Взгляд Людовика XIII, такой суровый еще мгновение назад, смягчился, стоило ему взглянуть на ту, которую он когда-то любил:
— Говорите, сударыня.
— Ее величество королева права, когда говорит, что мадемуазель де Лиль слишком молода, чтобы отправиться к кардиналу в одиночестве. Поэтому все уладится, если я буду сопровождать ее.
Король рассмеялся, что для него было большой редкостью:
— Вот отважная воительница! Я, говоря откровенно, не могу представить человека, который осмелится напасть на мадемуазель де Отфор или на ее спутницу. Если такой вариант вас устраивает, мадам, я с, удовольствием принимаю это предложение. И я готов добавить еще и одного моего гвардейца, юного Сен-Мара.

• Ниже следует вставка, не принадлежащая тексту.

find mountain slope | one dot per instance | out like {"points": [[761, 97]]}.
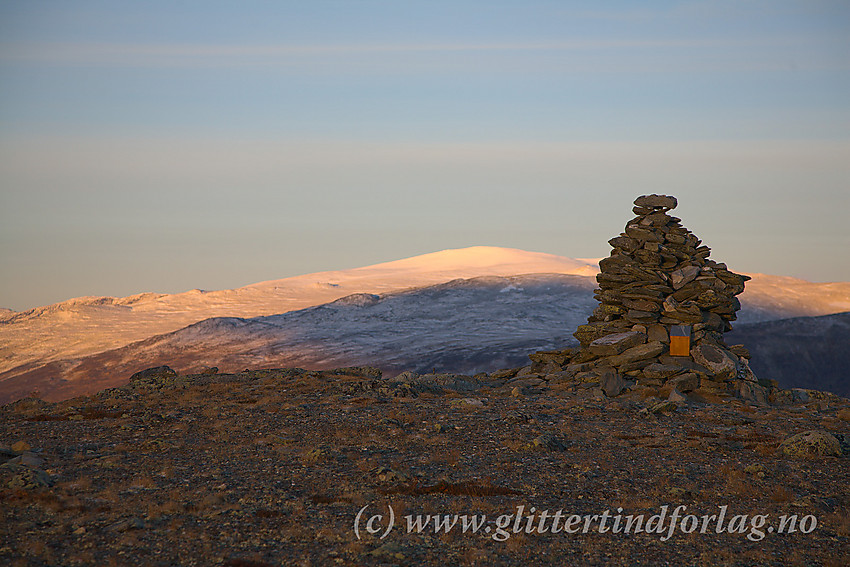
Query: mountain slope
{"points": [[87, 325], [480, 324], [45, 345], [804, 352], [464, 326]]}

Кардинал так любит этот прекрасный ландыш, что вырос при дворе.
Королева сложила оружие:
— В таком случае почему бы и нет? Но только в том случае, если сама мадемуазель де Лиль согласна. Что вы об этом думаете, котенок?
— Я полностью к услугам вашего величества, — ответила Сильви.
Инцидент был исчерпан. Король выразил свое удовлетворение, ущипнув малышку за щеку, а потом по обыкновению удалился с мадемуазель де Лафайет к окну.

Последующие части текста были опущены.